Because laws relating to competition are complex, employees should refer matters about which they are in doubt to their superior or seek the advice of the Company’s counsel.

 

13. Standards of Conduct

Although the various matters addressed in this Code do not cover the full spectrum of employee activities, they are indicative of the Company’s commitment to the maintenance of high standards of conduct and are to be considered descriptive of the type of behavior expected from employees in all circumstances.

 

14. Distribution

Each employee of the Company who has executive, managerial or supervisory responsibilities, or deals with governmental officials or political parties or candidates on behalf of the Company, who has the involvement in the acquisition of golf course properties or the oversight of Company assets, or who has access to confidential information, will be provided with a copy of this Code.

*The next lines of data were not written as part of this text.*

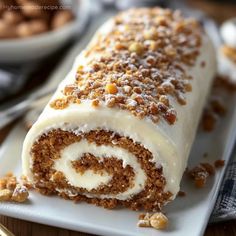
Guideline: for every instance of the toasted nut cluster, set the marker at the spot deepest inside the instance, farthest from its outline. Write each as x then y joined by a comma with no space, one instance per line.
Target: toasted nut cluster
12,190
140,63
31,17
20,194
157,220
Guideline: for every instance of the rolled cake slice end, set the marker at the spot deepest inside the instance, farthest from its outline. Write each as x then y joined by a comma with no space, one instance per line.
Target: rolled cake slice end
119,129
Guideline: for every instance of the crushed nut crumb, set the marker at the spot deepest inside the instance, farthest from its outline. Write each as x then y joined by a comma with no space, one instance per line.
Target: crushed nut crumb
141,57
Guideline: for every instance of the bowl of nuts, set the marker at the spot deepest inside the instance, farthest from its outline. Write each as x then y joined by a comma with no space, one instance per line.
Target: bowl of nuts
33,29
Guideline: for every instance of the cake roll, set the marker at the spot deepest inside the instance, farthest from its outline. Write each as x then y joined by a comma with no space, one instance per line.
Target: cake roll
119,128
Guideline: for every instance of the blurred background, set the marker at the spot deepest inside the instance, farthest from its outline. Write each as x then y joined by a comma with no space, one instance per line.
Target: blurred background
40,38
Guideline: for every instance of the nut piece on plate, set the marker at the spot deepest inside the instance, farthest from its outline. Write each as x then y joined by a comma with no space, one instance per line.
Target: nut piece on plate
61,18
20,194
5,195
157,220
12,190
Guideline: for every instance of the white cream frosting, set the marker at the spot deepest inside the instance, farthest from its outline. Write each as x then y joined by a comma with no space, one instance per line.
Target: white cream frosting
226,67
89,179
228,32
169,144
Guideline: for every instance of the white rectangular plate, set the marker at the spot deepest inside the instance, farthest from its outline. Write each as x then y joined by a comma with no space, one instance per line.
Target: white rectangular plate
188,215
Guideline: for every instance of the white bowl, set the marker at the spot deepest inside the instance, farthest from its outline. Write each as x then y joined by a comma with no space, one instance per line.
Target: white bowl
39,46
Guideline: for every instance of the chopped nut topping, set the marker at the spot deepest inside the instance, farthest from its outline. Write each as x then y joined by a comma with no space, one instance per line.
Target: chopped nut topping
95,102
142,58
59,103
111,88
136,47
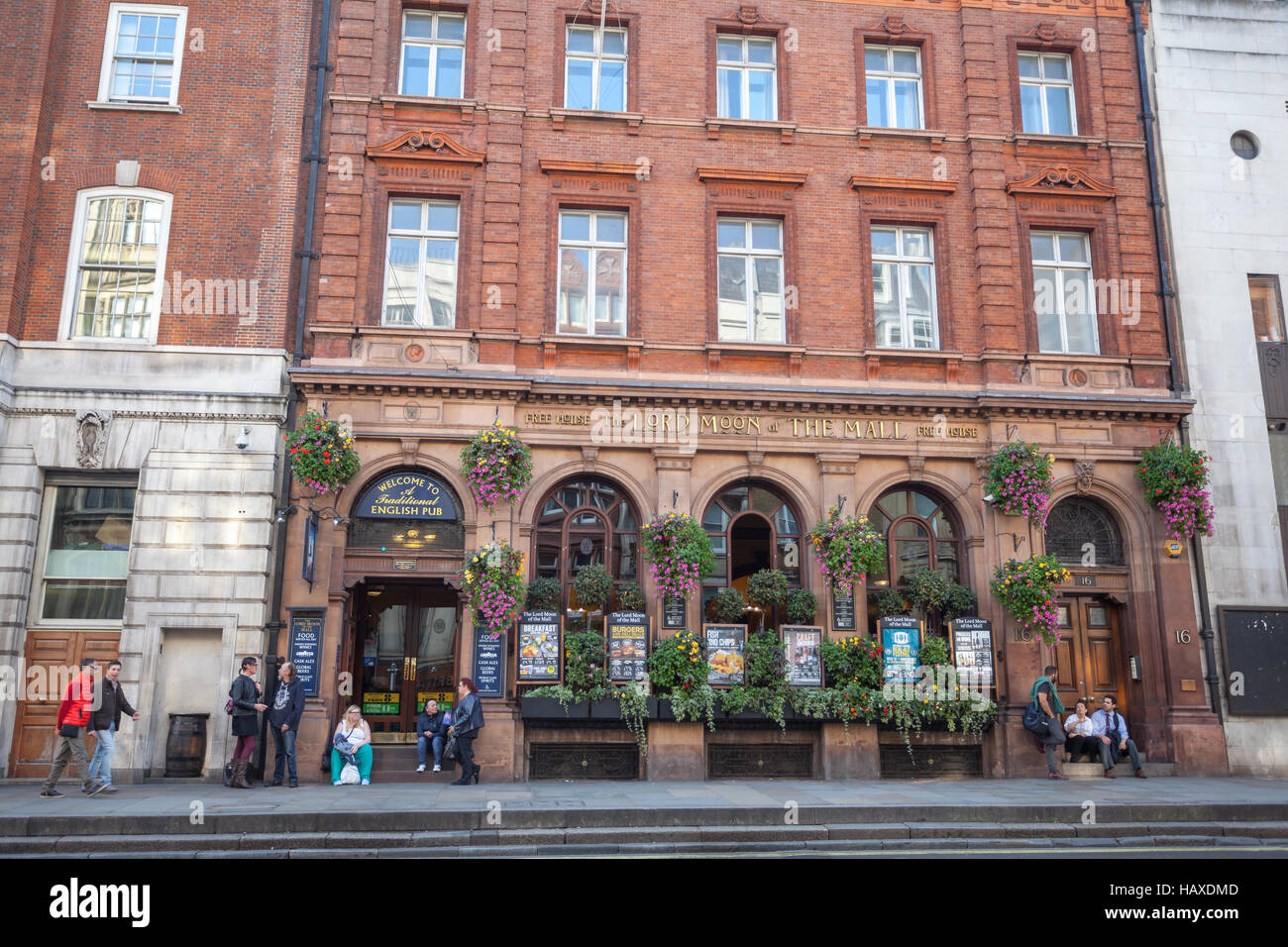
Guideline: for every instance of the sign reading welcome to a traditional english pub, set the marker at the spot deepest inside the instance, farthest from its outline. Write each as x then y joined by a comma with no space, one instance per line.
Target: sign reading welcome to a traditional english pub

To ensure proper understanding of the Code, any questions as to its application to the area of responsibility and jurisdiction of the employee will be explained fully by his or her superior or by the Audit Committee.

 

15. Agreements

Unless otherwise provided in the Company’s standard operating procedures, no employee of the Company shall be authorized without the prior approval of the Chief Executive Officer in each instance to: (i) enter any contract (written or oral), (ii) obligate the Company to enter any contract (written or oral), (iii) enter any “side” agreements (written or oral) with any third-party, (iv) enter any letters of intent or agreements (written or oral) with any third-parties which are intended to be binding or non-binding, or (v) otherwise give the impression to any third-party that the Company may or will enter any contract (written or oral) with any such third-party (now or in the future).

 

16. Amendments

Each employee of the Company acknowledges that the subject Code of Business Conduct may be amended from time to time on the initiative of the Chief Executive Officer.

*        *        *

 

At commencement of employment, and from time to time thereafter as requested by the Chief Executive Officer of the Company, each such employee shall sign the prescribed form of acknowledgement (which will be retained by the Corporate Director of Human Resources) confirming that each such employee has completed the required form acknowledging that such employee has read or reread, as the case may be, the current version of the Code of Business Conduct and has complied with its terms.